At the end of the day, the judge awarded the defendants $75K in total, or just over half of what it sought. OHIP had to pay 2% of it, proportionate to its claim, and each of the seven FLA claimants had to pay $5K each, leaving the plaintiff having to pay just under $40K. The judge also added that all such costs are “payable if demanded”, a neat little twist designed to make the insurer feel bad if it insists on its costs.
Sharon’s comments: I wonder if the insurer will demand its costs. It has been put into a very difficult position.
Szakacs v. Clarke, 2014 ONSC 7487 (CanLII), http://canlii.ca/t/gfs1j – Another entertaining decision from Justice Quinn
Here’s how it starts:
 For best courtroom adaptation of a work of fiction, the award goes to the applicant, XX, who shamelessly feigned what she thought was necessary to convince the court to circumscribe access by the respondent to their almost-six-year-old daughter.
 One could sit in Family Court for many years and not encounter such a callously conniving and mendaciously manipulative litigant. She effortlessly put the “rage” in “outrageous”.

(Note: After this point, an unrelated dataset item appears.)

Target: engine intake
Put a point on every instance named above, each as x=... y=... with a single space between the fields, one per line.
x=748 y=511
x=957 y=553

Sandu v. Fairmont Hotels and Another, 2014 ONSC 5919 (CanLII), <http://canlii.ca/t/gfs35> – not a very merry Christmas
The plaintiff’s husband was employed by the hotel and the family attended a Christmas party there. They booked a heavily discounted, non-refundable room. Although the room was on a non-smoking floor, someone had previously smoked in it. The family demanded a new room, which was offered, but apparently engaged in a verbal altercation with front desk staff and left the hotel. The desk clerk wrote up the incident as he was required to do, including a description of the plaintiff as belligerent, intoxicated, etc., which was circulated to various people in the company. The plaintiff sued for defamation.

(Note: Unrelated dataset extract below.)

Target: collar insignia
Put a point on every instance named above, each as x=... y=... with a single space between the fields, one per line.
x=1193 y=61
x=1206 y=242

The judge dismissed the action: he/she preferred the evidence of the staff and accepted that the plaintiff was most likely angry and difficult. Further, writing up the incident and circulating it internally to various people was in accordance with company requirements, and necessary. Last, this communication arose in a context of qualified privilege.
Sharon’s comments: Did no one tell this woman that by suing for defamation, now everybody will know about this?